During the process of investigating the faecal matter in the meat, Don is pictured several times consuming Big One burgers. In continuing to do this, he demonstrates denial/lack of care that he is in fact probably eating faeces. As he continues to research the factory, his continual consumption of the meat also shows his lack of care for the welfare of the workers, the fact that there are untrained workers on the killing floor and the gut table, the quality of the meat, and the welface of the cattle. He chooses to stay on the side of the fence where everything is clean, fake, and tasty, rather than the actual reality of the filthy meat and suffering. He does not have to deal with the harsh side of reality, so he blocks it out. Don represents this corrupt product with a smile and pride, announcing his position to Amber as vice president of marketing at Mickeys.

When Don visits the UMP Plant, he seems comfortable in this world of mass production and branding. After his visit, he comments that it is "spotless", "clean" and "white." This conflicts with some other characters' opinions, such as Coco, who commented "I never want to set foot in that place again." When he discovers he was not shown the killing area and is reliably informed that is is not clean and spotless but rather quite grotesque and dirty, he still chooses to lie, represent the factory and portray it in a good light. The fakeness and mass producion combined with facts such as the forty degrees below zero which all the burgers go through again emphasise the fake world he is investing in. As the movie continues, he is less and less ill informed, but continues to stand by his choices.

Don's choice to work for Mickey's contrasts with some other characters' choice to work there due to his reasoning. Coco, for example, chooses not to enter into employment at the factory until her husband suffers an accident and she is desperate enough to have no choice. Prior to this, she chooses to earn less money than the UMP Plant would pay, and work as a chambermaid. Don's choice to work there could perhaps be based on reasons such as financial greed, an easy option or a selfish desire to further his career, as he is clearly not in a position where he has been forced into the role.

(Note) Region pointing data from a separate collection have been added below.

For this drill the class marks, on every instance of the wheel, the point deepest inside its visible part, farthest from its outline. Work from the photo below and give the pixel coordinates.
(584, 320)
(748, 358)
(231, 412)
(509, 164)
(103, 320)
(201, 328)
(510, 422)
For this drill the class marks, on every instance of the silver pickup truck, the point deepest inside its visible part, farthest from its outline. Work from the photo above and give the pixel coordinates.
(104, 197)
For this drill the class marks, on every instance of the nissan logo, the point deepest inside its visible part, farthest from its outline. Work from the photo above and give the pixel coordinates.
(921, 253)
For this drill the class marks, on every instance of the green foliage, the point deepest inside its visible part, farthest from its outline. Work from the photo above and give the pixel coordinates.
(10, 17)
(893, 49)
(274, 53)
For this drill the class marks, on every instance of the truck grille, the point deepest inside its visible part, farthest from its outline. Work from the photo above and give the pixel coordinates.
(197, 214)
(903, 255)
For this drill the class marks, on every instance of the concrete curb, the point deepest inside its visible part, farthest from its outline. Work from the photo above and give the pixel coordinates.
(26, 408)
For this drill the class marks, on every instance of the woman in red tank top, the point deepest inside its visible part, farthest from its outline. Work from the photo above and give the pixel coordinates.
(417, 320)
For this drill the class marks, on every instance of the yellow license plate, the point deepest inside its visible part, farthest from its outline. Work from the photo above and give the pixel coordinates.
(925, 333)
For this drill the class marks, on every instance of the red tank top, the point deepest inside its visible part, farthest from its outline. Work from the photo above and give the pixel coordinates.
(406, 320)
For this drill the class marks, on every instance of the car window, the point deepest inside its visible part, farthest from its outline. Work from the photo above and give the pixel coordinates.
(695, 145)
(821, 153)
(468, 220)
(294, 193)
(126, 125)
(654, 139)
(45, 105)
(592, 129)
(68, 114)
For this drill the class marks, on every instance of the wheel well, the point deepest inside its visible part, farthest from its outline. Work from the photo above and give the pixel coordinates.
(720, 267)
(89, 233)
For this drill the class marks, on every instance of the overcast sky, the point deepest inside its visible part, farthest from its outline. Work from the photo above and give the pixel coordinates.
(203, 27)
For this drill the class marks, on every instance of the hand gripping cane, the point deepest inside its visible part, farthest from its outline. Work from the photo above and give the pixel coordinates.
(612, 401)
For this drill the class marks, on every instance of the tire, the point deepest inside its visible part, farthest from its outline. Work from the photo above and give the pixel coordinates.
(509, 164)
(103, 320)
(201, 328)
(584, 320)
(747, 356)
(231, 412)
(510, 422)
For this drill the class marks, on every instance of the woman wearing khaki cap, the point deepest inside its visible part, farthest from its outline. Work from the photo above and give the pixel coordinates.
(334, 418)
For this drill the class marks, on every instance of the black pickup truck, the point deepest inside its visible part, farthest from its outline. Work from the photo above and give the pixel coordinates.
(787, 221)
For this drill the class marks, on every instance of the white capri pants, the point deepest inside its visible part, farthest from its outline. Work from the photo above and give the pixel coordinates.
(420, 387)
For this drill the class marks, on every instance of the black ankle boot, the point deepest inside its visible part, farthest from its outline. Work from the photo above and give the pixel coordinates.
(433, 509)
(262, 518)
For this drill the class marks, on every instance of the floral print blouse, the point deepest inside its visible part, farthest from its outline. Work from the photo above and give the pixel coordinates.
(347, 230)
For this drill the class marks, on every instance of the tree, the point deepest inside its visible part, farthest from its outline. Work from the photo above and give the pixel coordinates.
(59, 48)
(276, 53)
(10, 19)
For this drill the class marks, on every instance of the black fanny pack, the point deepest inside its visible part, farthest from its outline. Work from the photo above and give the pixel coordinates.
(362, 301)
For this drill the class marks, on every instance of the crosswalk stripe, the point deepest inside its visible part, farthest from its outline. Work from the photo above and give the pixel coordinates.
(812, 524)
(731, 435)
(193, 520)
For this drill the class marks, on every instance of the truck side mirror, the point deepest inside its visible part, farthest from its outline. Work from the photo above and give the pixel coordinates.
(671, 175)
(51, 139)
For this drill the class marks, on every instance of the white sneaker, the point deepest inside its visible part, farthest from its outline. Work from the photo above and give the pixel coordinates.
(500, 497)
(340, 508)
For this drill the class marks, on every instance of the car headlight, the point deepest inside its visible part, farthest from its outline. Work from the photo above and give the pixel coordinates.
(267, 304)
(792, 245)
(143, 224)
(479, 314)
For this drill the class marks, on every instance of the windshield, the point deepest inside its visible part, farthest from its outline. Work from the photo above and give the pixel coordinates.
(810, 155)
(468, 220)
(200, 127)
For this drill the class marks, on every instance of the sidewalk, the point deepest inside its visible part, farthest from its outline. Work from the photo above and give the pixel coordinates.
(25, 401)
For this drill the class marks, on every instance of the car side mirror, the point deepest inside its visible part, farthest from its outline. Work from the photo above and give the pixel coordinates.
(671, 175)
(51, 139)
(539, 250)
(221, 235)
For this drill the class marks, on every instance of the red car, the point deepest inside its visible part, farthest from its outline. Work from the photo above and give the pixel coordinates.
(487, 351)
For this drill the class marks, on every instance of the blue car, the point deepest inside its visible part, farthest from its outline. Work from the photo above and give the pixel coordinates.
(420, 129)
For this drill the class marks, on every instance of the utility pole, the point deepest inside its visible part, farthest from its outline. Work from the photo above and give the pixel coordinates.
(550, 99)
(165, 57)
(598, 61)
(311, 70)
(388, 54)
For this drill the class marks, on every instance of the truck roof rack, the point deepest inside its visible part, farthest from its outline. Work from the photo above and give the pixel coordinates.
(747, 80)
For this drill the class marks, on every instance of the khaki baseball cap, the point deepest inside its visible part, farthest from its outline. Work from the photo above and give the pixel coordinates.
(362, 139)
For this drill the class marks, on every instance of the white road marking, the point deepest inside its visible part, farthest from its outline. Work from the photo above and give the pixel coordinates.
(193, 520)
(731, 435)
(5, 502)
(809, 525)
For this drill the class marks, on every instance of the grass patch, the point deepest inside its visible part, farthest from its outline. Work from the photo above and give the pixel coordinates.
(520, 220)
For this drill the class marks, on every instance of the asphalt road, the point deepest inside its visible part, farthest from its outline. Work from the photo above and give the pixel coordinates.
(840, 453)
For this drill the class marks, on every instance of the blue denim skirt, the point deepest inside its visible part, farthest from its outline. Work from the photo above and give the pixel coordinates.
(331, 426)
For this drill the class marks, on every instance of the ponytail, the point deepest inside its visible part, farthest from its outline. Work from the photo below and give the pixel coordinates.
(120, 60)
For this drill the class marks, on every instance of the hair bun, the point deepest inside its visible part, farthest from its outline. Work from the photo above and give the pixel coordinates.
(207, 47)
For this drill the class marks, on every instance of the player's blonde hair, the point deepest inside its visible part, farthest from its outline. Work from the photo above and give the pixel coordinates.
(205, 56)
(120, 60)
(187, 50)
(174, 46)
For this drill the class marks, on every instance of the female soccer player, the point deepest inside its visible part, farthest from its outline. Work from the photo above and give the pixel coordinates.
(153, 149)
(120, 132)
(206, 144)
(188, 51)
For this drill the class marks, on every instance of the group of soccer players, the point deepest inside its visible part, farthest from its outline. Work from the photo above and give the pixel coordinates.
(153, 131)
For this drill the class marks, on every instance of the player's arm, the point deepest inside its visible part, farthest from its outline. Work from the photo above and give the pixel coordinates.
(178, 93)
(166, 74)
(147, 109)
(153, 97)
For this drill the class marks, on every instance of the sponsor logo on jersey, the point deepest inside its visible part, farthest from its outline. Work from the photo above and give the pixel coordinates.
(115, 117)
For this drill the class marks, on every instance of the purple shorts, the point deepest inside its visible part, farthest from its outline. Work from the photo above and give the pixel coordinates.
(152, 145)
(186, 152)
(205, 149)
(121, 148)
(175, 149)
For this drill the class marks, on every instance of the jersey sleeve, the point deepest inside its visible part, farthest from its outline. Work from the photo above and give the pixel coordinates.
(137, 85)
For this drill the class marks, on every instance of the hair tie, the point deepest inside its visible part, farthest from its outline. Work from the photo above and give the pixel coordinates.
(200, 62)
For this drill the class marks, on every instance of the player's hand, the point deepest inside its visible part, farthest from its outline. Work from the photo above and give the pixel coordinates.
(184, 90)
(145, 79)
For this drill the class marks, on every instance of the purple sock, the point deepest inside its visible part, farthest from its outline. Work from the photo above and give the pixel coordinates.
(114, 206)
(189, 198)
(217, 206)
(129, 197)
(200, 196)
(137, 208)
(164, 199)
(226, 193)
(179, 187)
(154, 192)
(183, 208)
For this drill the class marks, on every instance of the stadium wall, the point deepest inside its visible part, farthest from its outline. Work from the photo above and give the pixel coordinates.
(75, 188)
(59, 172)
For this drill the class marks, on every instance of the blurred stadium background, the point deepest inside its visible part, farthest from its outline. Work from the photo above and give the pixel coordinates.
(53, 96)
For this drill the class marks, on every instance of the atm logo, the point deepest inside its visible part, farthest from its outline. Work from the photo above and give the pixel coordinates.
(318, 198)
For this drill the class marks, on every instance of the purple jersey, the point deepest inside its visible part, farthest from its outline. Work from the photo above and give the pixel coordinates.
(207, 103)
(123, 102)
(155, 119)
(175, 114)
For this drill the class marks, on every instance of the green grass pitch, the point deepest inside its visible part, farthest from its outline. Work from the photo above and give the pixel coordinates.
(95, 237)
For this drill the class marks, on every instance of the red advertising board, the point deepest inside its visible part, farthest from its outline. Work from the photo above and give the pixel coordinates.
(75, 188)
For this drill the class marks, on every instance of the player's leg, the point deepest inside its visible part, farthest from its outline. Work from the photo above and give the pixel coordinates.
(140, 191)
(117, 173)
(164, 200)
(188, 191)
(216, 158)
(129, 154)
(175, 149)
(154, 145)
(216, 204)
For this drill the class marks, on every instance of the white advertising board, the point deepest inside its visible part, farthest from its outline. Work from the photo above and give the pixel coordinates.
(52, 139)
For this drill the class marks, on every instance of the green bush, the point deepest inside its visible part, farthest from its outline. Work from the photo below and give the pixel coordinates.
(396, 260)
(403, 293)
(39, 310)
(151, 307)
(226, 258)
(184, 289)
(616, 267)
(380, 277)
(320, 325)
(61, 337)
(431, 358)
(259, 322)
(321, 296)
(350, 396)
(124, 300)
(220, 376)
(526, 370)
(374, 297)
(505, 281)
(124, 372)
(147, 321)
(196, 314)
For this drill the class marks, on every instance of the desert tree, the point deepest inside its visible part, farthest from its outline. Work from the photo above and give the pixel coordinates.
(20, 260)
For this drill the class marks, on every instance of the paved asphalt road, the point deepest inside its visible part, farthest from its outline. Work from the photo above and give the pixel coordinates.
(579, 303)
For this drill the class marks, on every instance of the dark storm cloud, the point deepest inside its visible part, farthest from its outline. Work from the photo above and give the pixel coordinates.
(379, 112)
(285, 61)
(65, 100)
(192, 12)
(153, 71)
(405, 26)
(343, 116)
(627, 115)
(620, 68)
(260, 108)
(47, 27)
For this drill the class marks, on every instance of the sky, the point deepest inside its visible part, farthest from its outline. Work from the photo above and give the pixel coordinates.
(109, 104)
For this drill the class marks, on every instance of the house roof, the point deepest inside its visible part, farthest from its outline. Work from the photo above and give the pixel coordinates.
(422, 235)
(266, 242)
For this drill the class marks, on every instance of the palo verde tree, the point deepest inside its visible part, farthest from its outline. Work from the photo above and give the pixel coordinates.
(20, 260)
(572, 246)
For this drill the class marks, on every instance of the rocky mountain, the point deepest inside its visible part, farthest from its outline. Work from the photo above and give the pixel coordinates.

Perhaps the most important decision Don makes in the movie is to support Harry when reporting to Jack, and deny any illegal activty at the plant. He potentially had the power to change aspects of the production of the burgers but his weakness prevailed. He chose to continue allowing people to lose limbs, animals to suffer, faecal matter in the meat, and general corruption and contamination. When he leaves the hotel at the end of the movie and walks out of the door, he is turning his back on the problem, choosing to leave it behind and return to his comfortable life. However, his uneasiness at the meeting at the end demonstrates how he will now have to live with the knowledge of the choices he has made.

The relationship between good and evil seems to be paralleled with the relationship between reality and denial throughout the movie. The screen is often divided by light and darkness, with the characters entering the dark as they take a step towards the fast food industry. This is most evident when Don decides to stand by the factory, and his face slowly backs into the dark from the light, highlighting his bad decision. It is also demonstrated in a scene where the door into the factory is dark and the other side light, and in the beginning when the Mexicans attend a meeting, they enter into a dark doorway from a dimly lit alley.

Overall, the movie highlights issues of morality, ignorance, reality and this fake fast food world, the choices we make and their effects. A strong metaphor for me was when Amber and her friends made a hole in the fence and attempted to free the cows. Whether or not the cows knew the hole was there, their ignorance in the dark, maybe habit, maybe fear of the unknown, prevented them from chosing freedom, or from having the choice. Perhaps this is a metaphor for society being in the dark and making bad choices, and maybe it reflects Don's decision to keep the world in the dark even though he has been guided in the right direction and provided knowledge with which he could do good if he so chose.

1 comment:

  1. Wow! I am gobsmacked by the level of detail you have brought to this assignment! I hope it didn't take you too long to write! Full marks though!